The Iranian Threat
|Susan St. Claire||January 27th 2013|
ran has formally banned all oil and gas exports to the European Union, an official said on January 27. Oil Ministry spokesman Ali Reza Nikzad Rahbar told the semiofficial Mehr news agency that the ban will remain in effect as long as "hostile decisions" continue to be made by the EU. The Iranian ban is expected to have limited effect since the 27-member bloc already has imposed its own boycott on Iranian energy as part of its package of sanctions over Iran's disputed nuclear program. Before the EU ban took effect last year, sales to the EU accounted for about 18 percent of Iran's oil and gas exports. The United States and many other countries fear that Iran is attempting to develop nuclear weapons. Iran maintains its nuclear program is exclusively peaceful.
Despite many requests by EU countries on buying oil and gas from Iran, Iran will not sell any oil and gas to those countries,” Nikzad Rahbar told Mehr news agency.
It is not clear what “requests” Nikzad Rahbar was referring to, as the EU stopped importing crude oil in July last year, and gas under the latest round of sanctions that came into force earlier this month. It comes as fresh restrictions are being implemented by the EU, preventing Iranian banks from dealing with Europe, unless for humanitarian purposes. The embargoes are aimed at hindering Tehrans nuclear program, which Brussels believes is aimed at developing a nuclear weapon.

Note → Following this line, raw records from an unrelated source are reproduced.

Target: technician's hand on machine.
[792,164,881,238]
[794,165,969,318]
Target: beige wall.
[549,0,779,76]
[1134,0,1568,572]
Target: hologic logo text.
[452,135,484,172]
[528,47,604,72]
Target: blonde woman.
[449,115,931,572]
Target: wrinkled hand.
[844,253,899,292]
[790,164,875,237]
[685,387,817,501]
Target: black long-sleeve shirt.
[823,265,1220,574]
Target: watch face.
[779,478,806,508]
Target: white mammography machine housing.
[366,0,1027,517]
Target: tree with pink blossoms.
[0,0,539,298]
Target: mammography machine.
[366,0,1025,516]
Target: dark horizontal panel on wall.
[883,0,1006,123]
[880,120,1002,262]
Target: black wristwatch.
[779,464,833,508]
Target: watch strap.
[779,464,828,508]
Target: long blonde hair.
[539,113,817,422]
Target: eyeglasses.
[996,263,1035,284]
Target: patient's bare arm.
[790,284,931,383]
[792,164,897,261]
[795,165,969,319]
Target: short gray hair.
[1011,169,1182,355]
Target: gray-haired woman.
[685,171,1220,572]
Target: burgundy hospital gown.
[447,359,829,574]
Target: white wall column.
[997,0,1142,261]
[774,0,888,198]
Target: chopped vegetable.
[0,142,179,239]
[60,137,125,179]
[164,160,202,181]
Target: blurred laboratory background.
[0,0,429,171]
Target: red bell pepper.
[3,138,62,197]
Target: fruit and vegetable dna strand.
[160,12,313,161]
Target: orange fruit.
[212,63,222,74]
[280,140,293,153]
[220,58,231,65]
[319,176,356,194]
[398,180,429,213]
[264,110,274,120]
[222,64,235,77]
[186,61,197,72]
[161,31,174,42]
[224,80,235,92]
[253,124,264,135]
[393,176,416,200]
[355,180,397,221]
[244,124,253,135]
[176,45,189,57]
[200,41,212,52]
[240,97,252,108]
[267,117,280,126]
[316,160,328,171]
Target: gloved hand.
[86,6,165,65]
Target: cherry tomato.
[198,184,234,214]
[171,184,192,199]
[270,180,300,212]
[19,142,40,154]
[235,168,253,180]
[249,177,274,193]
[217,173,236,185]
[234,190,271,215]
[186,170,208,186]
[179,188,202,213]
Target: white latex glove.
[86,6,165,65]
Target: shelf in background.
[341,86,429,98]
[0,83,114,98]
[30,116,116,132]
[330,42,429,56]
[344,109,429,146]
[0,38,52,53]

Iran’s Central Bank’s assets in the EU have also been frozen and European shipyards cannot construct oil tankers destined for the Islamic Republic. Nikzad Rahbar said Tehran’s counter-sanctions were a direct response to these “hostile decisions”. The exact effectiveness and impact of the sanctions on Iran has been disputed, due to sketchy information coming from Tehran’s officials. The US has estimated that Iran has lost more than $40 billion in revenues as a result of oil import bans gradually imposed over the past year, mostly by Western countries.
Earlier this month, Iranian oil minister Rostam Qasemi also confirmed that oil exports had fallen by 40 percent, which tallies with the US estimate. At the same time, Nikzad Rahbar insisted to Mehr that the exports hadn’t been “affected much” and that “Iran has signed new contracts with other world oil companies”.
There has also been mounting speculation that Iran is circumventing the EU sanctions by setting up fronts in other countries, particularly neighboring Turkey, and exporting petrochemicals through third parties, though the scope of these transactions is unclear.
Officially, Iran’s GDP contracted by 1 percent last year, while its currency lost 80 percent of its value against the dollar.
Tehran insists that its nuclear program is entirely peaceful, while the US and the EU say Iran is producing ever-greater quantities of enriched uranium, which is a key component of a functioning nuclear weapon.
Latest negotiations between the sides have hinged on Iran accepting a new inspection program from the UN’s nuclear watchdog, the IAEA.
After continually failing to even set a date for possible negotiations, the sides are now likely to meet for talks next month.